I’ve made a couple tweaks this site that I think warrant a post so that everyone is aware.

Comments

Firstly, I’ve added Staticman comments to all blog posts by default. This is a really cool service that takes any comments you might want to write, and submits them to my blog’s git repo as a pull request, where I can review it and accept it if it doesn’t violate any common decency standards. I encourage you to check out their site, as it’s a great solution to providing dynamic content for a statically generated site.

The thing I really like about this service over other choices for comments is that the comments data isn’t treated differently from blog posts themselves. Services like Disqus and the like own and control all the data you post to them, and as a site owner, you become dependent on that service to keep your site’s content complete. Some of them may have ways you can export your data, but there’s no guarantee they will keep that feature available. The format the data is exported in also might not be portable to other commenting platforms, and it might be a pain to integrate it as plain HTML if you chose to do that.

Using these services also forces you to rely on them to serve javascript that you do not control, which can possibly track your readers without their consent, or be exploited by some bad actor if the service’s security isn’t up to snuff. I haven’t done thorough investigations into how exactly different services handle these things but I dislike the fact that these problems are even a possibility. Even though in the grand scheme of things it’s unlikely anything catastrophic would happen, I’d rather be safe than sorry.

Analytics

The second change I’ve made follows closely from the rationale for the first. From the start, I’ve had Google Analytics tracking enabled on this site so I can see what posts might be popular. I checked that data somewhat frequently early on, but more recently I haven’t really cared about it so much. I also was never 100% comfortable with adding it in the first place due to privacy concerns (as Google has the ability to know everything about what sites you visit if they all have Google Analytics running). I typically leave Google Analytics blocked with ublock origin, so it felt a bit hypocritical to have this enabled on my site when I don’t opt to let other sites track my browsing in the same way.

With all this in mind, moving forward I’ve decided to disable Google Analytics completely. I’m OK with going without analytics for now, but if I ever decide to add it back, I’ll likely go with something I roll out myself, or some off the shelf self-hosted solution so that I can preserve your privacy.

What’s next?

My goal with these changes is to never serve javascript or other content that is sourced from anywhere outside of domains that I own, so that nobody else can have control over what your browser does when visiting this site. I haven’t done a complete audit of the theme I’m using here though, so something might slip through the cracks. If you notice anything, please let me know (you can do so in the fancy new comment boxes too 😄).

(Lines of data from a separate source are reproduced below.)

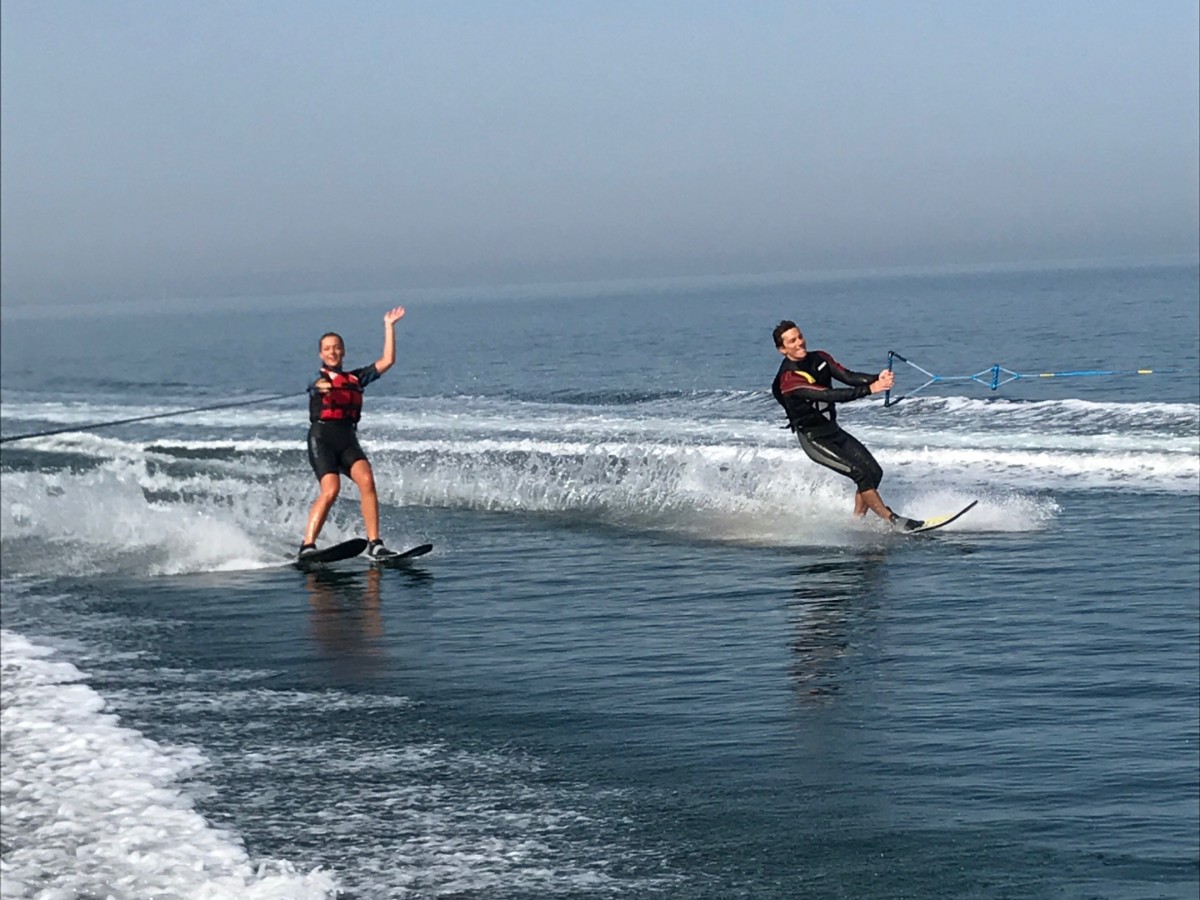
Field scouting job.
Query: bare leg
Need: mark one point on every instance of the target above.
(364, 477)
(330, 486)
(871, 501)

As for next steps, the highest priority task would be to enable https on this site somehow. Right now GitHub pages hosts it, but that can’t do https over custom domains. I’ll have to either look into hosting the blog directly someplace myself, or look into some proxying service to handle https (though that’s less ideal). If anyone has experience with this sort of thing, I’d love to hear any advice you might have.

I hope you appreciate these changes and the discussion of the rationale behind them. Thanks for reading!